Switching to autonomy doesn’t always make sense – A data-based analysis
There is currently much debate on the introduction of autonomous vehicles. A few years ago, manufacturers and developers here were still very confident that by 2020 they would be able to present comprehensive implementation scenarios for passenger cars that could also help to lessen traffic congestion, but today’s forecasts sound somewhat more cautious – and realistic.
Rail transport with its simpler conditions is one area where autonomous vehicles are already in use. In his paper at the Asia-Pacific Railway Innovations Forum in Manila, Friedemann Brockmeyer from civity addressed two questions in particular: When does it make sense for a (public) transport service provider to automate its trains and tracks? And what aspects must be considered and evaluated in order to initiate this development?

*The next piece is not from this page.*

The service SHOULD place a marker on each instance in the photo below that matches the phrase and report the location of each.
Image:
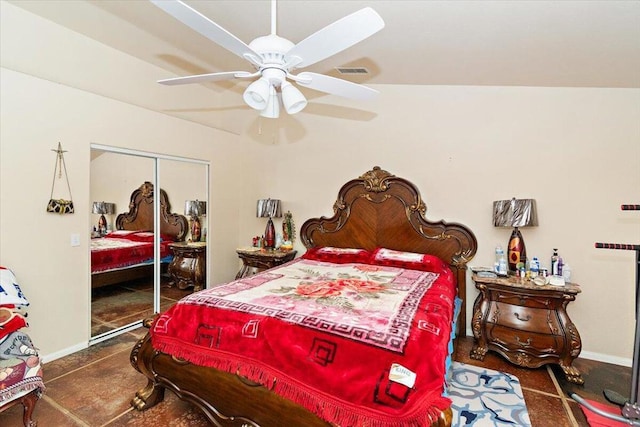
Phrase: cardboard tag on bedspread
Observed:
(402, 375)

He approached this by looking at three areas of application: commuter traffic, high speed connections and freight transports and pointed out: No train is yet truly autonomous, and all journeys are always accompanied for safety reasons. His conclusion: Commuter traffic scenarios with more than 60,000 passengers per day are the most attractive application.

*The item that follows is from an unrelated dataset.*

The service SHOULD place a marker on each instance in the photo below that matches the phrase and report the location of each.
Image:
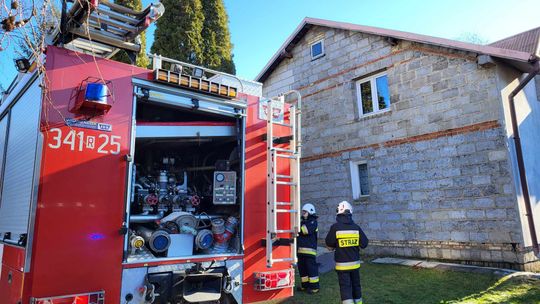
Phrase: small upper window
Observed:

And still: The expansion of this technology is part of the growth strategies in both Asia and Europe. According to his analysis, the area of commuter and urban transport is particularly attractive, since the cost of the system is offset by high revenues. Despite low costs, the expansion of high-speed connections, however, is not very attractive due to low revenues.
In order to make valid decisions here, Mr Brockmeyer recommends considering whether it is simply necessary to replace the technology, increase capacity or avoid using up more financial resources.